# Weaving- Mandala WAL



## Reba1

I am taking part in a (Lion Brand) Mandala Weave Along on the Rigid Heddle Looms Weaving group on Facebook. Only requirement is, use Mandala. I chose the Sphinx colorway and decided to make a throw pillow. 

Here are some progress pics so far, now to buy the pillow form and sew the cover together!


----------



## Reba1

Oops, here is the starting ball of yarn:


----------



## amoamarone

Very nice! Did you use the same yarn for warp and weft?


----------



## TammyK

That is stunning!!! :sm24:


----------



## Country Living

Very interesting use for Mandala.. I have a small loom makes me think of getting it out and try something.. thanks for letting us see this..


----------



## Gaildh

Love it


----------



## Reba1

amoamarone said:


> Very nice! Did you use the same yarn for warp and weft?

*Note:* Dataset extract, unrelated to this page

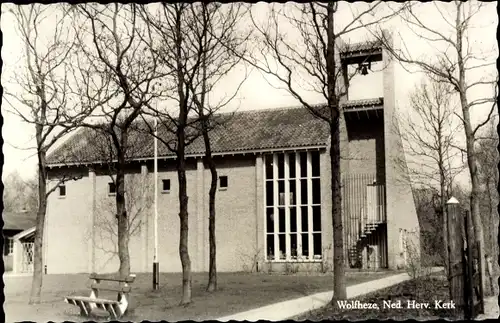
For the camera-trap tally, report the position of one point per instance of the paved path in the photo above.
(491, 310)
(288, 309)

Yes, I warped with one ball, then wound the shuttles with the second ball, starting with the same color. In order to keep the sequence, wind from the outside of the ball, shuttle 1,2,3 then weave starting with 3, then 2, then 1.

I have almost exactly 1/3 of each ball left PLUS about 1/3 from the last shuttle that didn't get used. I will either separate the colors and weave another project, or use it for machine knitting. I haven't decided.


----------



## GrannyMo

I love how the colours have combined. Thanks for inspiration.


----------



## betty boivin

Beautifully done!


----------



## spins2knit

Nice piece. This is a great way to show off the colors.


----------



## Babalou

It turned out really pretty.


----------



## wordancer

Very nice, it will be a striking pillow.


----------



## spinninggill

Very nice indeed


----------



## ladymissy

I think it would make a fabulous shawl! Love the color blending.


----------



## Cdambro

Very pretty.


----------



## Beetytwird

Cool!!!


----------



## Reba1

ladymissy said:


> I think it would make a fabulous shawl! Love the color blending.


Several people made shawls.


----------



## BirchPoint

Very nice way to come up with different colors of yarn for a project!


----------



## blawler

Beautiful work!!! Love the way the colors came out. Aloha... Bev


----------



## sockyarn

Looking good.


----------